Yeah Andy down here at the coalface we've got to find our miserable pleasures where we can eh?
But, as ever, many a true word spoken in jest. Tax Credits may well have brought some financial security to large numbers of potential Labour voters who have stable jobs and whose claims are easily admininstered (and I write as someone who rejoiced at the 97 election result) and if so then jolly good luck to them.

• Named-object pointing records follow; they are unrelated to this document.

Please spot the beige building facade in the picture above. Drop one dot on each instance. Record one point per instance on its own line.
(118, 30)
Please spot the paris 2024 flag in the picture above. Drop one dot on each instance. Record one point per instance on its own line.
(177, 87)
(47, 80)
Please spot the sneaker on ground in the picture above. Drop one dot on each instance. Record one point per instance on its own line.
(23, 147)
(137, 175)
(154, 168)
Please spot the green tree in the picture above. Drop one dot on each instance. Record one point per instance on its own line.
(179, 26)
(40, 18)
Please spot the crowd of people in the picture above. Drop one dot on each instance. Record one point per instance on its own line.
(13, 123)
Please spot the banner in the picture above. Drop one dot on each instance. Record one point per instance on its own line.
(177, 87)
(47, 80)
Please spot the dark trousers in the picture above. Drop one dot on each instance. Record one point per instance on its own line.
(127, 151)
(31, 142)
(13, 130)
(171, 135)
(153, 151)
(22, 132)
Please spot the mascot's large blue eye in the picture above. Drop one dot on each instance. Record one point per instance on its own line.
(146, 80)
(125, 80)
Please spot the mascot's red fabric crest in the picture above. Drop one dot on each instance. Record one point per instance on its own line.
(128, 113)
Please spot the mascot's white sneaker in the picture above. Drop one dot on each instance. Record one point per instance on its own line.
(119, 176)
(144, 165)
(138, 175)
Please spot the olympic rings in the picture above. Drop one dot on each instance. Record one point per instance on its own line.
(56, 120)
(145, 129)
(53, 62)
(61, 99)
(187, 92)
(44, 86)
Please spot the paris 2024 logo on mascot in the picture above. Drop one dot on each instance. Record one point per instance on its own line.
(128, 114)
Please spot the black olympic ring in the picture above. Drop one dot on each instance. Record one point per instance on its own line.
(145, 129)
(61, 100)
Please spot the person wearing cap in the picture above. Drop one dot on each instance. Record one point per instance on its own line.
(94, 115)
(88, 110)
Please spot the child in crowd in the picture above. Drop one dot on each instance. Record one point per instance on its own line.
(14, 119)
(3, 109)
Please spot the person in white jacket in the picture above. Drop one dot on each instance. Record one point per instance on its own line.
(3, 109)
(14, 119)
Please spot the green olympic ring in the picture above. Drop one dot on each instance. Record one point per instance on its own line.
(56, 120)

But, there is a significant minority of claimants whose financial lives have been put into virtually continual insecurity since April 2003. They are often claimants with disabilities themselves (or, worse, with claims for DLA not yet adjudicated), with disabled children, regular changes in child main carer, or other such eligibility complications, who being vulnerable in the first place often have very poorly paid short lived jobs. They are so ill served by the information provided for them by the Inland Revenue and the quality of the services they try to engage with that they in some cases have never received any satisfactory decision. The constant turmoil of over and underpayment, recovery and lump sums paid in error, is completely overwhelming.
I want WFTC back very much. It offered such people six months of money at a set rate that they could rely on and live by.
I know I won't get it back. But whilst the people I see are very vulnerable people - downtrodden by society enough - being mistreated by an unfair poorly administered system, then that's where my sense of proportion will swing from.